Life-threatening ("SILENT CHEST"):

No wheeze (no air movement)
Bradycardia, confusion, cyanosis — impending respiratory arrest

GINA Severity Classification

Class	Daytime Symptoms	Nighttime	FEV1%
Intermittent	≤2/week	≤2/month	≥80%
Mild persistent	>2/week, not daily	>2/month	≥80%
Moderate persistent	Daily	>1/week	60–79%
Severe persistent	Continuous	Frequent	<60%

Investigations

Spirometry: ↓FEV1, ↓FEV1/FVC; reversibility ≥12% + ≥200 mL after SABA confirms asthma
Peak expiratory flow (PEF): diurnal variation >20% (measured morning + evening × 2 weeks)
Bronchial challenge test: methacholine provocation — confirms hyperresponsiveness in normal spirometry
CXR: usually normal; hyperinflation in acute severe attack; rules out pneumothorax
ABG (severe attack): early = respiratory alkalosis (hyperventilation); late = respiratory acidosis (fatigue)
Blood/sputum eosinophils, serum IgE, skin prick testing, specific IgE RAST
FeNO (fractional exhaled NO): marker of eosinophilic inflammation (≥25 ppb positive)

Management

A. Non-pharmacological

Identify and AVOID triggers (allergens, smoking, occupational exposures)
Annual influenza vaccine; pneumococcal vaccine
Allergen immunotherapy (selected allergic patients)
Written asthma action plan
Patient education

B. Stepwise Pharmacological Therapy (GINA 2023)

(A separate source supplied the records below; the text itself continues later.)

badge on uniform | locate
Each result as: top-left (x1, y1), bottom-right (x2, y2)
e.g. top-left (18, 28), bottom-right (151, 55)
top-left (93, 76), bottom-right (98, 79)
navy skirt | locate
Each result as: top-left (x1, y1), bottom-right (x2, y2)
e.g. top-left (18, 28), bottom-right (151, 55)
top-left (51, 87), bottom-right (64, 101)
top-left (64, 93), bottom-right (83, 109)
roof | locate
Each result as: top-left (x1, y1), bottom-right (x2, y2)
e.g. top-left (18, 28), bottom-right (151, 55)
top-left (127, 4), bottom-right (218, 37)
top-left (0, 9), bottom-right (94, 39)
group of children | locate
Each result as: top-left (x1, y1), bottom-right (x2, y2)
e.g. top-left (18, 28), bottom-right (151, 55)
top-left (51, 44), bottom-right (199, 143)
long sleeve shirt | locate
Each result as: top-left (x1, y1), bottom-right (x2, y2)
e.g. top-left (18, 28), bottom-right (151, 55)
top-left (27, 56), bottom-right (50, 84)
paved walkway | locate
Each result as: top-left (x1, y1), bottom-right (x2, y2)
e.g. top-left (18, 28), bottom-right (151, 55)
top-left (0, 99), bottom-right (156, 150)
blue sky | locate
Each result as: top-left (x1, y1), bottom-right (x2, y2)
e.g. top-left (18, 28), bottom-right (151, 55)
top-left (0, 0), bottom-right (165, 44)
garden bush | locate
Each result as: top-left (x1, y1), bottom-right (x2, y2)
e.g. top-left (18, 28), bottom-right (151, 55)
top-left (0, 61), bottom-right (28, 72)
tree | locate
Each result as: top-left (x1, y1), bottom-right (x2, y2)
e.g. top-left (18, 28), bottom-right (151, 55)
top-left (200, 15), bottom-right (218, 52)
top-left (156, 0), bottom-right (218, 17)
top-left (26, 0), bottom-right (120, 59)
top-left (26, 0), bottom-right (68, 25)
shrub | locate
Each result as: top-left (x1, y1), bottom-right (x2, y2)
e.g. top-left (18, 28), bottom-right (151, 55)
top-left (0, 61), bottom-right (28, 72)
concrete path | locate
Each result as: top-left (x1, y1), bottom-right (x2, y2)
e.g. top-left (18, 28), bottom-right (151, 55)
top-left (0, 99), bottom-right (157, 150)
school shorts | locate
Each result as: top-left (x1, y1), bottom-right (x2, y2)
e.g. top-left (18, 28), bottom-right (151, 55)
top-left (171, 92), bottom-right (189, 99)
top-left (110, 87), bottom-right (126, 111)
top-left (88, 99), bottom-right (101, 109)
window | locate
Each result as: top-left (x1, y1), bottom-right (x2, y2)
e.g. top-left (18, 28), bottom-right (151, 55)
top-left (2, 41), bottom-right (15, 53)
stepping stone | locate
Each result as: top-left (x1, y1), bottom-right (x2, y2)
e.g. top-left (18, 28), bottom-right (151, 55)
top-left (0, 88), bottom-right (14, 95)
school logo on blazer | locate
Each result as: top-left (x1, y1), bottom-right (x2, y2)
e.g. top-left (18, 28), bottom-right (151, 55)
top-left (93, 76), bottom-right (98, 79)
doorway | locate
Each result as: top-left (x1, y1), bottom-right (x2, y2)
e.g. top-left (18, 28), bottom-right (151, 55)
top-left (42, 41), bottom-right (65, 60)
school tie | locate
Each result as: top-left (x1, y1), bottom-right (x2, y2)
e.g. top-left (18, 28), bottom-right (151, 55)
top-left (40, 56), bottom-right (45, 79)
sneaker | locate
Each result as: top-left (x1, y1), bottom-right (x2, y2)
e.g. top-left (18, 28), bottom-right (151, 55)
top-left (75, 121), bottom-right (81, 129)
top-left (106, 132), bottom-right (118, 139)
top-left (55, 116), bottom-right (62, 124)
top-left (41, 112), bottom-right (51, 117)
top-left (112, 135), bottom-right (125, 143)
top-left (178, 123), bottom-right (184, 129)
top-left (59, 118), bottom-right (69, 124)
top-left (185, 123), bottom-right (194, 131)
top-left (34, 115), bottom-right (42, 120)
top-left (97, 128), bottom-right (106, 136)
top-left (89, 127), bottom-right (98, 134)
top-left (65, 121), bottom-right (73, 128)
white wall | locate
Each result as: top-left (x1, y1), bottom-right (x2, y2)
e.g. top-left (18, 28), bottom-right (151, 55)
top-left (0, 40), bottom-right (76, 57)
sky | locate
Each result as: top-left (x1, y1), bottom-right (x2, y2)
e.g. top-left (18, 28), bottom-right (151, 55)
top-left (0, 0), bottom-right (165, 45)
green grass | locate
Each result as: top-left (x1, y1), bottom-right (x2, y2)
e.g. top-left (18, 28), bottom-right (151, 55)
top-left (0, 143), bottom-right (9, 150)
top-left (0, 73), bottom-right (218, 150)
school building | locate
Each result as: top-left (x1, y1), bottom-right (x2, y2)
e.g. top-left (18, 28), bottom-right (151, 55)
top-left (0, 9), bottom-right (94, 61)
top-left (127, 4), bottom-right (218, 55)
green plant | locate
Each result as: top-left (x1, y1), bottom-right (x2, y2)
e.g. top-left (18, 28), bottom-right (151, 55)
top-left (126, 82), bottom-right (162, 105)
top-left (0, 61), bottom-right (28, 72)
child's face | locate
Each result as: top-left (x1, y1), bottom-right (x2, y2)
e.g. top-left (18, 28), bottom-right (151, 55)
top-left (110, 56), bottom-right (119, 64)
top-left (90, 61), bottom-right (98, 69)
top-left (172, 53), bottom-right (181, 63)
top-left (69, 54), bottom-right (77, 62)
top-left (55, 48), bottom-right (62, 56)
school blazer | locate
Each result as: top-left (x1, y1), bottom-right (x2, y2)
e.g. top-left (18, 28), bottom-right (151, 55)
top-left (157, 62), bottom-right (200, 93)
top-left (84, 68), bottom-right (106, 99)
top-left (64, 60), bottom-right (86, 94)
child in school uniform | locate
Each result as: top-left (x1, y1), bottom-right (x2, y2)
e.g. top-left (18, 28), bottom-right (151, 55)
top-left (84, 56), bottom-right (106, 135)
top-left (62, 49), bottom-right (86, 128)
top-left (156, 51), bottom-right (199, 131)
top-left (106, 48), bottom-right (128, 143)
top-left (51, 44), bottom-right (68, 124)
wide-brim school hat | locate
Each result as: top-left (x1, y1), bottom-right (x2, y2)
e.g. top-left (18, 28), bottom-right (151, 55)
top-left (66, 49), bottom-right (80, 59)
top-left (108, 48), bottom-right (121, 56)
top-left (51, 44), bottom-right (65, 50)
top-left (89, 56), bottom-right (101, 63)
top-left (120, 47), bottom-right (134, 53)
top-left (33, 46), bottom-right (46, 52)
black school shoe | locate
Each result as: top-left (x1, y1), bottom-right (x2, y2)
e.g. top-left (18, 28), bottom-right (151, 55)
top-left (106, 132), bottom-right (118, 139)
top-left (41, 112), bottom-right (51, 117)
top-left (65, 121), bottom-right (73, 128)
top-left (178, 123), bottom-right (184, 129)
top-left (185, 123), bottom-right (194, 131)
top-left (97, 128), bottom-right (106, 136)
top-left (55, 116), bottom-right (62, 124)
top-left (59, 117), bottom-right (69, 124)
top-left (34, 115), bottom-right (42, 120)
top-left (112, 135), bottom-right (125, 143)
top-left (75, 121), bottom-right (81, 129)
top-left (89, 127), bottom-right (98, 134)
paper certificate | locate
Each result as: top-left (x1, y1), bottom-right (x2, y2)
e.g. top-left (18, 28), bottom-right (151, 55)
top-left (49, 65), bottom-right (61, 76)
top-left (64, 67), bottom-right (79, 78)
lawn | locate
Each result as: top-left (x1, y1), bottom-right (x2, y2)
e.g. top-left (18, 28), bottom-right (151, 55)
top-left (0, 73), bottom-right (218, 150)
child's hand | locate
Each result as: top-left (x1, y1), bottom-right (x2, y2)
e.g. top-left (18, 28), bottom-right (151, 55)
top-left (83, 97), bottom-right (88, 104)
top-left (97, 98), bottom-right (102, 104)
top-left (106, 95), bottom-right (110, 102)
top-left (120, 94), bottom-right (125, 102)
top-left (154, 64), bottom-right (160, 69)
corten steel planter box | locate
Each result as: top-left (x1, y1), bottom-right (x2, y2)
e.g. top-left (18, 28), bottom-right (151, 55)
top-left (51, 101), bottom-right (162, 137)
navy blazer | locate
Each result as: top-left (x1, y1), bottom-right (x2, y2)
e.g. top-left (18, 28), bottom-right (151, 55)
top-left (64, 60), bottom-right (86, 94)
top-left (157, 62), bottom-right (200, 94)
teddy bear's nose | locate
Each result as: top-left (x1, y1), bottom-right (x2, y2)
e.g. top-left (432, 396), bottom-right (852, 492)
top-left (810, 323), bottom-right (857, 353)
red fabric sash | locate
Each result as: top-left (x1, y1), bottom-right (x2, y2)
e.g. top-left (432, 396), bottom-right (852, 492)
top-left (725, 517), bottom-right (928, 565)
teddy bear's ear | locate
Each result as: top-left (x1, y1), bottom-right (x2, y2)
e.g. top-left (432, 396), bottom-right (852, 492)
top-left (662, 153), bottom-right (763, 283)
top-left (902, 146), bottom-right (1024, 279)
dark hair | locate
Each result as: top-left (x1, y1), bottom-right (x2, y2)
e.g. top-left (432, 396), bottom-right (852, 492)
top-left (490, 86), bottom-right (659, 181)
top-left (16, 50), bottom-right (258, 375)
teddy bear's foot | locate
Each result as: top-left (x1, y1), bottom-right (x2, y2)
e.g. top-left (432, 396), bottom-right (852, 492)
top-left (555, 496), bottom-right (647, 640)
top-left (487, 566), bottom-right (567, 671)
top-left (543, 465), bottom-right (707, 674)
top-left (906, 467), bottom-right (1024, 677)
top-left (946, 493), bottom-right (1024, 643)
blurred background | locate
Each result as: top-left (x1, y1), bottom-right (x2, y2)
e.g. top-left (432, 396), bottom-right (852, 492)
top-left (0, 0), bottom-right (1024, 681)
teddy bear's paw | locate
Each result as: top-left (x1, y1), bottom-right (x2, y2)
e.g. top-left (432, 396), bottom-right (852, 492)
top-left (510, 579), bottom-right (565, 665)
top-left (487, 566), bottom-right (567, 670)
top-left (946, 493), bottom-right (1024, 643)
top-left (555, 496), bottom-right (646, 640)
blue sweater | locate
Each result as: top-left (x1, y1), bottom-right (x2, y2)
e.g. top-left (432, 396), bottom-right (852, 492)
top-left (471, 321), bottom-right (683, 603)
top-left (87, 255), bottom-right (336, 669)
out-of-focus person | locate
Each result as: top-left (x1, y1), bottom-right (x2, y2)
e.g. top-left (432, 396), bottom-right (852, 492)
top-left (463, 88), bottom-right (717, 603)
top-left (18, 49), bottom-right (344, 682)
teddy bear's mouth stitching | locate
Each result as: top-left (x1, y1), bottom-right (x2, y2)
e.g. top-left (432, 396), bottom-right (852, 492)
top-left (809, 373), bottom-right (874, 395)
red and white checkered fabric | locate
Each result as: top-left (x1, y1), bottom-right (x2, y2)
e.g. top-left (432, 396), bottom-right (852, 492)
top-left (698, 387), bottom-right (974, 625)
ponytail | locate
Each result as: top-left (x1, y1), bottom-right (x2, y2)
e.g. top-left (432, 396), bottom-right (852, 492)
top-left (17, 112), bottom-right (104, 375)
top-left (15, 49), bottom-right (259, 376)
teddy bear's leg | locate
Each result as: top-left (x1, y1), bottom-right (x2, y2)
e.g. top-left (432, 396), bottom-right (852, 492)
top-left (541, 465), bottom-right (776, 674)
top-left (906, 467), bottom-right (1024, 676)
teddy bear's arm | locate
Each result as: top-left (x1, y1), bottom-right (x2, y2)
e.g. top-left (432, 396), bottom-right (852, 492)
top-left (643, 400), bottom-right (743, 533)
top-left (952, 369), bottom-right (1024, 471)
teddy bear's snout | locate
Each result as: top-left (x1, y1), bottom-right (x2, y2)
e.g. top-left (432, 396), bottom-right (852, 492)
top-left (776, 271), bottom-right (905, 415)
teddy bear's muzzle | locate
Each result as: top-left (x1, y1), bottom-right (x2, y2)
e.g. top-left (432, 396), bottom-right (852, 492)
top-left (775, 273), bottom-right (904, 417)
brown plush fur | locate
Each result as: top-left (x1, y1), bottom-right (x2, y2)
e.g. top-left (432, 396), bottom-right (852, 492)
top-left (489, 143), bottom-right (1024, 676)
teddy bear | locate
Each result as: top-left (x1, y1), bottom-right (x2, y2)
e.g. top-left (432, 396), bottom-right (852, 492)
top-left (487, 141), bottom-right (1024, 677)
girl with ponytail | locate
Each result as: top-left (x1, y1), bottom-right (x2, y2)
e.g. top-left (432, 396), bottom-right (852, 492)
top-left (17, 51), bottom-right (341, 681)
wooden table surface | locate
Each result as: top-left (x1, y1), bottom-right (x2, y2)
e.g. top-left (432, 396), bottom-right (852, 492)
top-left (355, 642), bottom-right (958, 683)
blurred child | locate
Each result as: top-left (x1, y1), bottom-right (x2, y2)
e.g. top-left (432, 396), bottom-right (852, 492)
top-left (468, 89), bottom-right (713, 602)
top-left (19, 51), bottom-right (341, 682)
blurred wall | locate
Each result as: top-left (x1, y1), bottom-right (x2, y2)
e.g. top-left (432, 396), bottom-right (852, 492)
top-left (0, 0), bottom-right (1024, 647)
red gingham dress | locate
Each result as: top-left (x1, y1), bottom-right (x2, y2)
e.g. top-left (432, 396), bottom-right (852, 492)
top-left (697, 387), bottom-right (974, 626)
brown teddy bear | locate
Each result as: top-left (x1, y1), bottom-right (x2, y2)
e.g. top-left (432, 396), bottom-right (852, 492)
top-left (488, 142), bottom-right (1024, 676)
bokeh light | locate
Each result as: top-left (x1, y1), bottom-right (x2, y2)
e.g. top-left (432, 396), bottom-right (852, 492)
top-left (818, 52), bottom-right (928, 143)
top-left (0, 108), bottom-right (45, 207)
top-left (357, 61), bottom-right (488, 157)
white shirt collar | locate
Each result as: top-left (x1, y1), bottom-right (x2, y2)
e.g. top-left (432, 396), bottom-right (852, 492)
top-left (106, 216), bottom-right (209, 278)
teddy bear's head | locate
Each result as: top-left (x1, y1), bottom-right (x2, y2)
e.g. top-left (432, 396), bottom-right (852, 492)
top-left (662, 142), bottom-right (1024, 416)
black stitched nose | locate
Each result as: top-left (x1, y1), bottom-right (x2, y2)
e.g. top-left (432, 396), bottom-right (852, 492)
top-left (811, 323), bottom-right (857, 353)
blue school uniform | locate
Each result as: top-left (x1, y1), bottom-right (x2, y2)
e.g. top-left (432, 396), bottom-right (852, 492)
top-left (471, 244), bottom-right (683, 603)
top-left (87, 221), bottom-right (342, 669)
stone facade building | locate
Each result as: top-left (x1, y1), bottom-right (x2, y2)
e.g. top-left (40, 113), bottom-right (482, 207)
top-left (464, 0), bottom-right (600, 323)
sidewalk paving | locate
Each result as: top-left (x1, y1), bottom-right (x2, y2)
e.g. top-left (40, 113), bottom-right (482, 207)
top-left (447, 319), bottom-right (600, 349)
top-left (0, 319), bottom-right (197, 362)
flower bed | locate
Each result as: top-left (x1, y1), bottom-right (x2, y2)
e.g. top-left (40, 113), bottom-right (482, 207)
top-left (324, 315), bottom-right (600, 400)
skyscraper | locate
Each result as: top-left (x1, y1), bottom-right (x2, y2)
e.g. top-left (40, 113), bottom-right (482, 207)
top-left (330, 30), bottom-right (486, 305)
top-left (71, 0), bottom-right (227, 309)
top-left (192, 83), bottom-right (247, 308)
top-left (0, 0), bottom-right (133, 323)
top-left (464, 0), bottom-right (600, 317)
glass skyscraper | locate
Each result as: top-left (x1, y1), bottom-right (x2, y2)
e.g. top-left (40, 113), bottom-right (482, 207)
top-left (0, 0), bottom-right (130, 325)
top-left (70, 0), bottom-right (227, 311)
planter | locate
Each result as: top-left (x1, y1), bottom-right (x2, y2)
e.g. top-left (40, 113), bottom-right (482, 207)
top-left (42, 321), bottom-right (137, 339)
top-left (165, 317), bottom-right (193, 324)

RELIEVER (all steps): SABA — Salbutamol PRN

Step	Controller Therapy
1 (Intermittent)	Low-dose ICS-formoterol PRN
2 (Mild persistent)	Low-dose ICS daily
3 (Moderate)	Low-dose ICS + LABA
4 (Severe)	Medium/high ICS + LABA
5 (Refractory)	Add biologic ± low-dose OCS

Drug classes:

SABA (Salbutamol): immediate bronchodilation — rescue inhaler
ICS (Budesonide, Beclomethasone): anti-inflammatory — cornerstone
LABA (Salmeterol, Formoterol): long-acting bronchodilation — NEVER without ICS
LTRA (Montelukast): anti-leukotriene — especially aspirin-sensitive asthma
LAMA (Tiotropium): add-on for severe uncontrolled asthma at Step 4–5
Theophylline: bronchodilator + weak anti-inflammatory; narrow therapeutic window
Anti-IgE (Omalizumab): severe allergic asthma (IgE 30–700 IU/mL + sensitized)
Anti-IL-5 (Mepolizumab, Reslizumab): severe eosinophilic asthma (blood eosinophils ≥300)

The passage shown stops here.